1. Field of the Invention
The present invention relates to a document recognition device which automatically recognizes documents, a document recognition method, and program, and a storage medium.
2. Description of the Related Art
It is advantageous to carry out processing to automatically recognize that an input document (or form) corresponds to one of a plurality of registered documents that were previously registered as templates.
In document recognition processing, features are extracted from data of a document image read by a scanner or the like, document data is generated, the degree of similarity between the input document and the registered document is obtained, and thus the registered document having the highest degree of similarity is recognized as the input document.
The following conventional document recognition methods are known.
According to Japanese Patent Laid-Open No. 2000-285187, tables in the document are focused on and the ratio of the area of each table to the total area of all tables is used as a degree of similarity that is visually recognized by a human. In this document recognition process, a higher degree of similarity is obtained for the document image having lines of similar shape, and the document is then identified from the registered documents by comparison with the degree of similarity.
However, in the document recognition process according to Japanese Patent Laid-Open No. 2000-285187, although shape features of a search document are approximately equal to those of the registered document, the document is not recognized when the colors of the document images, e.g., the color of lines, are different from each other. For example, when the original document contains color (not monochrome), a document copied by a monochrome copying machine is not recognized because the document does not have color information.
According to Japanese Patent Laid-Open No. 2001-109842, the document recognition process is performed by focusing on color information at a specific part of the document (color ID region having a document ID).
However, the document recognition process according to Japanese Patent Laid-Open No. 2001-109842 has a disadvantage in that the shape of the form is limited because the form must have the form ID region containing the form ID.
Further, according to Japanese Patent Laid-Open No. 2000-285190, a plurality of features are used as the features of the document image, that is, the document is not determined based on one feature, and then, document candidates are narrowed based on the features, and the document is thereafter recognized based on other features.

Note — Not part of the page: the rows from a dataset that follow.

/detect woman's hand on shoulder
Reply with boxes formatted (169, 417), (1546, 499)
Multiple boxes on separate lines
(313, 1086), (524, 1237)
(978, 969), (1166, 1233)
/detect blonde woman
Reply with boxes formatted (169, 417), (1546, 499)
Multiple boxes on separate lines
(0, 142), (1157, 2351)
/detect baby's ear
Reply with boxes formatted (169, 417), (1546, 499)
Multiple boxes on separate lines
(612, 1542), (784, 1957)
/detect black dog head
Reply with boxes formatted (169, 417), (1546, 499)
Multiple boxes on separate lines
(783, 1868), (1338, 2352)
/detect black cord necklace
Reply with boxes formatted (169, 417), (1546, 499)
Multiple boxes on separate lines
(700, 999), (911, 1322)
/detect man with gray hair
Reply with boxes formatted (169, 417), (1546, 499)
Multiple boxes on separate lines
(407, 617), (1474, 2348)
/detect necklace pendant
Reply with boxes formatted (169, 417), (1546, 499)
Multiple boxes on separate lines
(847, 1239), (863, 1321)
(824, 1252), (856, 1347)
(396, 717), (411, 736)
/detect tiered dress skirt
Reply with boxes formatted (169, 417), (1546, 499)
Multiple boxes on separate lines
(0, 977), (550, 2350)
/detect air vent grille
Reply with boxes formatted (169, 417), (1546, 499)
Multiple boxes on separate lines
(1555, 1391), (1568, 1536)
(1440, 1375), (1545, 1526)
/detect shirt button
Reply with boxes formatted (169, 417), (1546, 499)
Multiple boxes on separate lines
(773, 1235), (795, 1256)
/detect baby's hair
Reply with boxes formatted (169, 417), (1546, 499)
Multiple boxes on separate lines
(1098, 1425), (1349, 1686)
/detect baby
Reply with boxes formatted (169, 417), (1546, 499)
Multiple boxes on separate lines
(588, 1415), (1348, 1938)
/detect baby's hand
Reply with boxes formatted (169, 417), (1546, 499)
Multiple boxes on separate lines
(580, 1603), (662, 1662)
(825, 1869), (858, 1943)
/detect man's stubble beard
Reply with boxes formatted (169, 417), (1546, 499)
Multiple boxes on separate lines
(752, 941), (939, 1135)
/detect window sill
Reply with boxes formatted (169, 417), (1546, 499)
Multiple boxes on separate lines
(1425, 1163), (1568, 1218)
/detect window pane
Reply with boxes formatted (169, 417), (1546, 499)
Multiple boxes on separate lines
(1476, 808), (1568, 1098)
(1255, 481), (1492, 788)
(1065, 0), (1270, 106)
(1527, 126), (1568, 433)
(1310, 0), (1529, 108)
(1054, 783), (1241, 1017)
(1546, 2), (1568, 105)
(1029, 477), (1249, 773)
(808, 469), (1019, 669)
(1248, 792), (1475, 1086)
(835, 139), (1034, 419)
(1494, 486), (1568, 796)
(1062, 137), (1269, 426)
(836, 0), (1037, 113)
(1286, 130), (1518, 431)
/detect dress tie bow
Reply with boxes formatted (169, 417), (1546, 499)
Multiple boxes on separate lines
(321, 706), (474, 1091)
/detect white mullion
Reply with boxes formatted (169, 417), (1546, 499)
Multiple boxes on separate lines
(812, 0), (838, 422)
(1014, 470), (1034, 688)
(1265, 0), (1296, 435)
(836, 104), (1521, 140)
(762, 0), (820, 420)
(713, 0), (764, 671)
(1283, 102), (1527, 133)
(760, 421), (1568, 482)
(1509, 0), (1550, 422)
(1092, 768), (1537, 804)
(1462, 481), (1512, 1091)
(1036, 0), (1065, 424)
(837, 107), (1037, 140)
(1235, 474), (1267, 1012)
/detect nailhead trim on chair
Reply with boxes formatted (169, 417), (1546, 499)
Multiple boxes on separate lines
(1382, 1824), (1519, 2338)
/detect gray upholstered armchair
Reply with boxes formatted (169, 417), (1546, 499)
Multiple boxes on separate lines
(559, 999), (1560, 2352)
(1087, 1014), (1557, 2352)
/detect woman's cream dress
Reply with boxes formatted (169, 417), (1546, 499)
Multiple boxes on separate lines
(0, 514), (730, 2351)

However, according to Japanese Patent Laid-Open No. 2000-285190, when the document is not determined based on the features used, the document candidates are sequentially narrowed using other features. Here, the disadvantage is that the recognition result is inconsistent and varies depending on the order of the features used for determination because the features are sequentially used.
Further, according to Japanese Patent Laid-Open No. 9-16714, a standard document is created and is registered based on the color range which is set by a user on a multi-color document image. Then, the type of document is determined by comparison with the input document.
However, the kind of color information used as a determining reference in the document recognition is limited because the document registration needs the designation of color range in advance.